Older adults who are prescribed many medications that require frequent trips to the pharmacy are more likely to not refill their prescriptions on time, but patients who participate in medication synchronization programs have improved adherence to cardiovascular medications, according to a study published in Health Affairs
Medication synchronization programs are increasingly becoming more popular as they simplify the process of picking up medications, refilling prescriptions, and making pharmacist appointments. The impact that synchronization programs have on continuous adherence to cardiovascular medications for fee-for-service Medicare beneficiaries treating conditions of hypertension, hyperlipidemia, and diabetes is evaluated in the study. These conditions are some of the most common among Medicare enrollees.
Two programs offered by 2 regional pharmacies in different areas of the United States were examined. Thrifty White Pharmacy in the Midwest has about 100 pharmacies while Publix Super Markets serves 7 states in the Southeast. In order to participate in a synchronized program at Thrifty White, a patient would have to be prescribed at least 2 medications for Thrifty White. Publix, on the other hand, required a patient to be taking 3 or more medications. Patients enrolled in either of the synchronization programs between July 2011 to June 2014 were included in the study. Other patients living in the same area who were not participating in a synchronization program, but who were prescribed cardiovascular medication were used as a control group.
The results showed that while synchronized patients had an adherence rate of 8% more than control patients, there was not a significant difference in major adverse cardiovascular events among synchronized and control patients. There were also higher adherence rates under the Thrifty White program than the Publix program. The results from the study are similar to the success rates of mail-order refill synchronization programs.
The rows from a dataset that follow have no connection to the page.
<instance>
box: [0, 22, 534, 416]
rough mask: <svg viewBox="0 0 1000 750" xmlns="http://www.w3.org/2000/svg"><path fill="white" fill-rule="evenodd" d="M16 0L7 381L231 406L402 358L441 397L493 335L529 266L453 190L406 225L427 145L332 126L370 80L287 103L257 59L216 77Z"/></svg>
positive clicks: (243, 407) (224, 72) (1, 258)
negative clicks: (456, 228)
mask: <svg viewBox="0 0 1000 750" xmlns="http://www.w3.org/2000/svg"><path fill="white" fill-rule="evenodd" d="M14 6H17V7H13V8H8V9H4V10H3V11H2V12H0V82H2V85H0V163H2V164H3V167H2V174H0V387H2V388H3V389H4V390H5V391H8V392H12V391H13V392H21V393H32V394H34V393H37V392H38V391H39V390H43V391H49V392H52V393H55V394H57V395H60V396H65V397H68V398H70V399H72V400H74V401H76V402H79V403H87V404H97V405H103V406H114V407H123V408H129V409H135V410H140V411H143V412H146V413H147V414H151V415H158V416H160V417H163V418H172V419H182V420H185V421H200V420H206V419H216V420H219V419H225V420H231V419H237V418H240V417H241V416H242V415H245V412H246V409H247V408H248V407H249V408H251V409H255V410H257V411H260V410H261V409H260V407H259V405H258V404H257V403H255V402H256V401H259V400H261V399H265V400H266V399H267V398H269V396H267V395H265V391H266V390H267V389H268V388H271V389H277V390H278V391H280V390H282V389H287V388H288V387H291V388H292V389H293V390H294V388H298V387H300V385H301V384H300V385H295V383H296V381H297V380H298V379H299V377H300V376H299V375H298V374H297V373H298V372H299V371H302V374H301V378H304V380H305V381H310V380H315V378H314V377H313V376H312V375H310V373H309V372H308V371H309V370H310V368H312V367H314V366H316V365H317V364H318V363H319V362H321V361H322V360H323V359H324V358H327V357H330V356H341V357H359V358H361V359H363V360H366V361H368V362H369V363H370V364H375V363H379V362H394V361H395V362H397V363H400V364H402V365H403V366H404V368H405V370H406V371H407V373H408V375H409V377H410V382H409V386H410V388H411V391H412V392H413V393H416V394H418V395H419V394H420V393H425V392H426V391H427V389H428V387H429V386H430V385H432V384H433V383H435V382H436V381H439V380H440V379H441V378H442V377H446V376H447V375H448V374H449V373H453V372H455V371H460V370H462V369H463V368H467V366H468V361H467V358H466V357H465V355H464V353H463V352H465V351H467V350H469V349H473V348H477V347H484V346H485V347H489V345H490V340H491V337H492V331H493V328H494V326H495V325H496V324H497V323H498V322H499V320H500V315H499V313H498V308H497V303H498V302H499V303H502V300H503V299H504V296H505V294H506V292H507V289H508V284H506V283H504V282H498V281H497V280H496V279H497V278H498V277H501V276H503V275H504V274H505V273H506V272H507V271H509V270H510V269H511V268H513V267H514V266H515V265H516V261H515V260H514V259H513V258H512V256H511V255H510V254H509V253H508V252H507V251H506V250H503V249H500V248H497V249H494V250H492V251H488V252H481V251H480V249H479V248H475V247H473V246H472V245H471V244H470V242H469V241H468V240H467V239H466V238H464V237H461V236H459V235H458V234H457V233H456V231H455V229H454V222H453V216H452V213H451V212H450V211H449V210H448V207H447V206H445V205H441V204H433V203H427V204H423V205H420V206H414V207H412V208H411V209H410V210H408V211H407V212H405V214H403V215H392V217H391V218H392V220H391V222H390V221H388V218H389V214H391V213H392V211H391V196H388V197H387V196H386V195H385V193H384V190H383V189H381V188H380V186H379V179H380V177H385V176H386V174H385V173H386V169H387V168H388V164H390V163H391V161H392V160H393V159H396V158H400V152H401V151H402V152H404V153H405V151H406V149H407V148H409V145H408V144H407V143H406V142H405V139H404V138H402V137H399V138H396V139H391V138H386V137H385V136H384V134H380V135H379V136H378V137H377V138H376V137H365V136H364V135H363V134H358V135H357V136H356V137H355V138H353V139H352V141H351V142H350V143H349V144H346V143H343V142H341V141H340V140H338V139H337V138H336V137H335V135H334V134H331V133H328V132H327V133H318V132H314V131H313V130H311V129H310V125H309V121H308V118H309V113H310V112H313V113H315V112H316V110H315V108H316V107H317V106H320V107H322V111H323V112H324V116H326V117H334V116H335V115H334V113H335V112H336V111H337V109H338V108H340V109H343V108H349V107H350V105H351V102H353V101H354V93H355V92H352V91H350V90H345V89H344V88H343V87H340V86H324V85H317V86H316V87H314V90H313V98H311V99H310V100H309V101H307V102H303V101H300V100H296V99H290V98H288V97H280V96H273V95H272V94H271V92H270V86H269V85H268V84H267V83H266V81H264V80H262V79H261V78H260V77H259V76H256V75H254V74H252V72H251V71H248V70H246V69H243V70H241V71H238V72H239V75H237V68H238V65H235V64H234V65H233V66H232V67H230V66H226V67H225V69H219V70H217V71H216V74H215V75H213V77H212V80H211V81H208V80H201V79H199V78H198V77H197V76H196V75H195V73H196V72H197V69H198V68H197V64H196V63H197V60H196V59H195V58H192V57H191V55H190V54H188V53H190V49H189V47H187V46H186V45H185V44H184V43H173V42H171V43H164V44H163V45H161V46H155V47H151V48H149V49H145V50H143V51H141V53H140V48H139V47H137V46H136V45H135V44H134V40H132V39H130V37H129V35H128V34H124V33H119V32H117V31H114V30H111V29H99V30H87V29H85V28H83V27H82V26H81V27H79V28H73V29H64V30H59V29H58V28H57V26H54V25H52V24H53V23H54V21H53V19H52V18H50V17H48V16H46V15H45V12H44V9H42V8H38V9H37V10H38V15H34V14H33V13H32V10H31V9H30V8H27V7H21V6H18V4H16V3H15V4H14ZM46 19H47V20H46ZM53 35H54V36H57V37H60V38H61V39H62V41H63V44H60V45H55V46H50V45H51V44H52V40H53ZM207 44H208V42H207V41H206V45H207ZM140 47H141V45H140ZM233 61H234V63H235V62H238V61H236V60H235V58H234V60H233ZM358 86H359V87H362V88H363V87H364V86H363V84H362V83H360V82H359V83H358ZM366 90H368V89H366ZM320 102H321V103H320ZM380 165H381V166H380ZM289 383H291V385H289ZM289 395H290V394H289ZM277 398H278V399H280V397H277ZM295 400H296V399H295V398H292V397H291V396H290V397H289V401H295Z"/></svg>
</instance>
"The intervention had the largest effect on adherence among patients with lower baseline adherence," the authors added.
They concluded that medication synchronization, when it becomes more popular, will lead to consistent medication adherence. Cost of medication, which is another barrier to adherence, is another determinant of health among those who are retired or live in low-income areas that must be addressed in the future.
“This study demonstrates the potential of such programs to have a lasting impact on patient outcomes," the authors concluded. "Future research will need to evaluate the programs’ benefit in other populations, the duration of effects, and whether benefits translate into cost savings for patients and insurers.”